Alleluia! Christ is Risen!

A Responsibility to Repent?

It is only the third week of Lent, and already, the themes of the season have been remarkably difficult. The temptation of Jesus was a glimpse into the clashing of kingdoms in the first week. Jesus’ lamenting for Jerusalem and wanting to gather in God’s chosen people was really about the unwillingness of human beings and the destruction of Jerusalem temple.

In this third week, the Lenten theme is less convoluted. Jesus is asked by the people who followed him around tragedies that loomed large in the minds of the Israelites: a group of pilgrims unceremoniously killed by Pilate and a civil construction project that fell on 18 workers. One might assume that these followers of Jesus are wondering: Where is God in the midst of these tragic moments? 

But the followers aren’t wondering about that. Rather, they are asking if the pilgrims or workers were worse sinners who deserved their deaths. 

Ouch… that is not the kind of question you are supposed to ask out loud! Especially not of Jesus. That feels like the kind of insensitive question that a parent would scold a child for asking. Or, at the very least, there should be some tacit acknowledgement that it is inappropriate to blame victims for their suffering. 

Of course, this kind of victim blaming happens all the time in our world, but rarely in circumstances so tragic. It is not uncommon in our time for victims of sexual harassment or assault to be blamed for wearing inappropriate clothes, or for the poor to be blamed for their poverty, and for us to wonder if those who develop an illness did something to cause it. But we wouldn’t look at a pedestrian hit by a car and think, “Oh, they were probably a tax cheat who deserved to be hit.”

In Jesus’ day, however, it wasn’t uncommon for people to believe that any kind of suffering was the result of sin or unrighteousness.

The reality is that we also know there are degrees of sin to some extent. We know that some things are worse sins than others.
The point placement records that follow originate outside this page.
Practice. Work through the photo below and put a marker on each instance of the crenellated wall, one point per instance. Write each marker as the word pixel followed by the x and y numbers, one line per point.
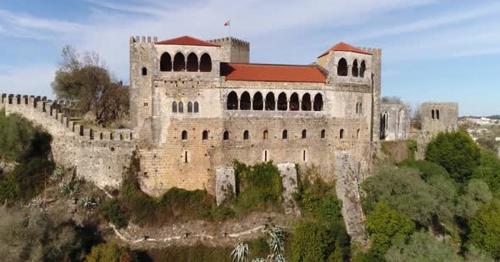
pixel 100 156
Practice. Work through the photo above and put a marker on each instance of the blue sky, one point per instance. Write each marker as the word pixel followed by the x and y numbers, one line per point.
pixel 432 50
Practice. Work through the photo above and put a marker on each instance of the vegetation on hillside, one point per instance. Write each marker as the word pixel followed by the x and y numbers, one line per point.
pixel 86 81
pixel 442 209
pixel 29 149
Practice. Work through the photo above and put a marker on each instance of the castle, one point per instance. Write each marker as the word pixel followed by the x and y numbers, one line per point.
pixel 196 106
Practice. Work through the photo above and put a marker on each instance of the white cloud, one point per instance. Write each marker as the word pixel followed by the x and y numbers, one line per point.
pixel 32 80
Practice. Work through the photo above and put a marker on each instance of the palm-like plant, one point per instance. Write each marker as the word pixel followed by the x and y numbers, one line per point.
pixel 240 252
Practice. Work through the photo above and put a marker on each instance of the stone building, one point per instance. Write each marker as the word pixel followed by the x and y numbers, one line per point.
pixel 199 105
pixel 438 117
pixel 394 121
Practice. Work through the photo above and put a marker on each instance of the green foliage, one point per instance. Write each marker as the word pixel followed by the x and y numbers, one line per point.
pixel 485 228
pixel 387 226
pixel 30 148
pixel 402 189
pixel 456 152
pixel 29 235
pixel 321 235
pixel 427 169
pixel 489 171
pixel 110 252
pixel 113 212
pixel 477 193
pixel 422 246
pixel 259 187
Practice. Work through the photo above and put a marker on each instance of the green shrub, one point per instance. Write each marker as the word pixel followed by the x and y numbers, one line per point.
pixel 422 246
pixel 30 148
pixel 427 169
pixel 259 187
pixel 386 226
pixel 110 252
pixel 485 228
pixel 456 152
pixel 113 212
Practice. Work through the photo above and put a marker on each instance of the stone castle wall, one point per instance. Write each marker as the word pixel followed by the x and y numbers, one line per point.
pixel 98 156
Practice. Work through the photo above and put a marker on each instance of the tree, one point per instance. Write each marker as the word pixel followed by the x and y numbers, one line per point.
pixel 88 82
pixel 110 252
pixel 485 228
pixel 456 152
pixel 386 227
pixel 403 190
pixel 422 247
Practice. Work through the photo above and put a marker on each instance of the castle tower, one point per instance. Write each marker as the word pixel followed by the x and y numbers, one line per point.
pixel 233 50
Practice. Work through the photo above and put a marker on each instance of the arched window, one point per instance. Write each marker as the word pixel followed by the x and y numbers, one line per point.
pixel 245 101
pixel 196 107
pixel 232 101
pixel 294 102
pixel 318 102
pixel 174 107
pixel 192 63
pixel 282 103
pixel 355 69
pixel 258 103
pixel 342 67
pixel 179 62
pixel 270 102
pixel 362 69
pixel 205 63
pixel 165 62
pixel 306 102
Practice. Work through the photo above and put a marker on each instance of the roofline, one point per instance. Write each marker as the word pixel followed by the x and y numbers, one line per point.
pixel 264 64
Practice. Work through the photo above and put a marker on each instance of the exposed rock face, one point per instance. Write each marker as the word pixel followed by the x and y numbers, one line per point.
pixel 348 175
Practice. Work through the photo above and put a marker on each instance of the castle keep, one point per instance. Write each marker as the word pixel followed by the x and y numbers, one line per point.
pixel 197 105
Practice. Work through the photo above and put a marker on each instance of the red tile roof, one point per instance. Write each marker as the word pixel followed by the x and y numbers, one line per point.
pixel 185 40
pixel 272 73
pixel 346 48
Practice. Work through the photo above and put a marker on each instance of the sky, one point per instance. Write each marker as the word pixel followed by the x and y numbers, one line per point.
pixel 444 51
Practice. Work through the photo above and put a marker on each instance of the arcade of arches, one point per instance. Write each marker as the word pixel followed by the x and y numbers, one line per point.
pixel 257 102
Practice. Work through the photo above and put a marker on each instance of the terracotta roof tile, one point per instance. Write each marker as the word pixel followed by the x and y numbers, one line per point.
pixel 346 48
pixel 272 73
pixel 185 40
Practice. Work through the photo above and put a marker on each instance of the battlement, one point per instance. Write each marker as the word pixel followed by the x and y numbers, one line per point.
pixel 232 40
pixel 143 39
pixel 43 108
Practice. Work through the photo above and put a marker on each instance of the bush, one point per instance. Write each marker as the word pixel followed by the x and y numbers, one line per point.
pixel 456 152
pixel 110 252
pixel 422 247
pixel 485 228
pixel 259 187
pixel 386 227
pixel 113 212
pixel 30 148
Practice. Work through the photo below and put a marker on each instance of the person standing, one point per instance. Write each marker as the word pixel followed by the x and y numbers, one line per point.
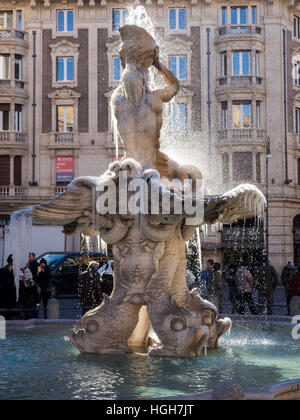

We know that the Nazis who claimed to be just following orders during the Holocaust are not the same as speeders. That fighting with my sister as a kid is not the same as dealing drugs. That clandestinely appropriating some of my children’s Easter chocolate is not the same as wealthy CEOs hoarding hundreds of times more salary than their employees earn. 

We know that some things are worse sins than others, but in this season of Lent when we take time to step back and consider our lives, our identity and even our sins… what are we to do with this knowledge? What are we to do with Jesus’ response to his followers?

Jesus’ response sounds pretty pious, “No, I tell you; but unless you repent, you will all perish as they did.”

Is Jesus warning them, and us, that if they and we don’t get our acts together, we might suffer the same fate as the pilgrims and construction workers?

I don’t think so. Even if it sounds like Jesus is saying that if we don’t repent we are going to suffer. 

Martin Luther would remind us that, in regard to repentance, God has commanded us to confess and repent. Our response to our sin is not to worry about our degree of sin, not to worry about who among us has sinned the most, but to confess and repent of our sin. 

In fact, the only thing that we can do in response to our sin is to confess and repent. 

And how does God respond to sin? Well, that is something we will explore throughout the Lenten season.